What if the person you’re with is toxic, but you have a belief that they are the best you can get?
What if you’re stuck in a relationship you don’t like, but stick around anyway because you think you’ll never find anything better, so what’s the point?
Stop focusing on what you might not get and instead ask yourself if what you have right now is good for you.
The excuse machine starts to roar as soon as you take your focus off the here and now and decide to focus on what might or might not be later.
When you focus on The Later, you’ll have thoughts like this:
“Leaving this relationship will mean I’m alone.”
“I won’t find anyone better.”
“What about money, I’ll be broke if I leave!”
“I’ll never be happy again.”
When you focus on The Here and Now, your thoughts may be more along these lines:
“He disrespects me every day.”
“She lies to me and stays out all night.”
“He gets angry and hurts me when he’s drunk.”
“She makes me feel bad about myself.”
One focus will cause you to act, the other will keep things exactly the same as they are now. If you’re miserable now, you probably don’t want to stay where you are. So what are you focused on?
If you’re focused on what happens next and not focused on the toxic person or relationship right in front of you, your focus is in the wrong place. Being in a toxic relationship wears you out and wears you down.
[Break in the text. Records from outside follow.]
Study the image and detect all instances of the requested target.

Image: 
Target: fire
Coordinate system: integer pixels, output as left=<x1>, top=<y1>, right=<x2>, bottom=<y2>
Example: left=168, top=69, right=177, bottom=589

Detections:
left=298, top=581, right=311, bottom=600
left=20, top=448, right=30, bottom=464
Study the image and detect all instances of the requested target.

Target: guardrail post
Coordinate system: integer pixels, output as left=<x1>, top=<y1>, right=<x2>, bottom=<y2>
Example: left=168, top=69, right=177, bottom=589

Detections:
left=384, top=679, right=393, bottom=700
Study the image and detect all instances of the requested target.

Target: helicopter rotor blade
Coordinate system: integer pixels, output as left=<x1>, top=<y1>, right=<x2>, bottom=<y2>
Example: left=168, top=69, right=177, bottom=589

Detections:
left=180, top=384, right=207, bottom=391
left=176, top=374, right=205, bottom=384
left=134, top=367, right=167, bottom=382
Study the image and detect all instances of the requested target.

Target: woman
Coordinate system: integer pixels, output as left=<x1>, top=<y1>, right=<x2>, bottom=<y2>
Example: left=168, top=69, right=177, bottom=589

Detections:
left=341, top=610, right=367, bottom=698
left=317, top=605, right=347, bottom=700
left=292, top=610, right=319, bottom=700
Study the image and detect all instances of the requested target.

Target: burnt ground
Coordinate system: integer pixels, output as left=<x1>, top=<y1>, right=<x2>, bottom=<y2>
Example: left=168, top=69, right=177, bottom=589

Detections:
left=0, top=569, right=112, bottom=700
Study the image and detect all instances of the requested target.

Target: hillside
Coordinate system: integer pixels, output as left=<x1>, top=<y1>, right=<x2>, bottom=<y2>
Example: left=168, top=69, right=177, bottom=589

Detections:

Every day it eats away until you wither and… well, you know the rest of the story.
Focus on the toxins in your life today.
What do you do when you have toxins in your system? You find a way to get rid of them. If those toxins are people, you may need to get out of the environment, or move those people away from you if possible.
Focusing on what’s bad for you instead of what might be worse is the best way to make the right decisions. It connects you with where you are now and will always lead you down a better path than one of fear.
Fear of a possible future always paints a picture that reaffirms procrastination as the best step.
However, taking action for what you need for yourself right here and now takes you out of fear mode and paints a future you have some control over.
Every unwanted moment brings another unwanted moment. So, what if you made this moment something you wanted? Do you think it would make the next moment something else you wanted?
The answer is yes. If you’re in a toxic relationship of any kind, make this moment count. Make it something that causes you to look back at the last moment and say, “I’m so glad I took that step!”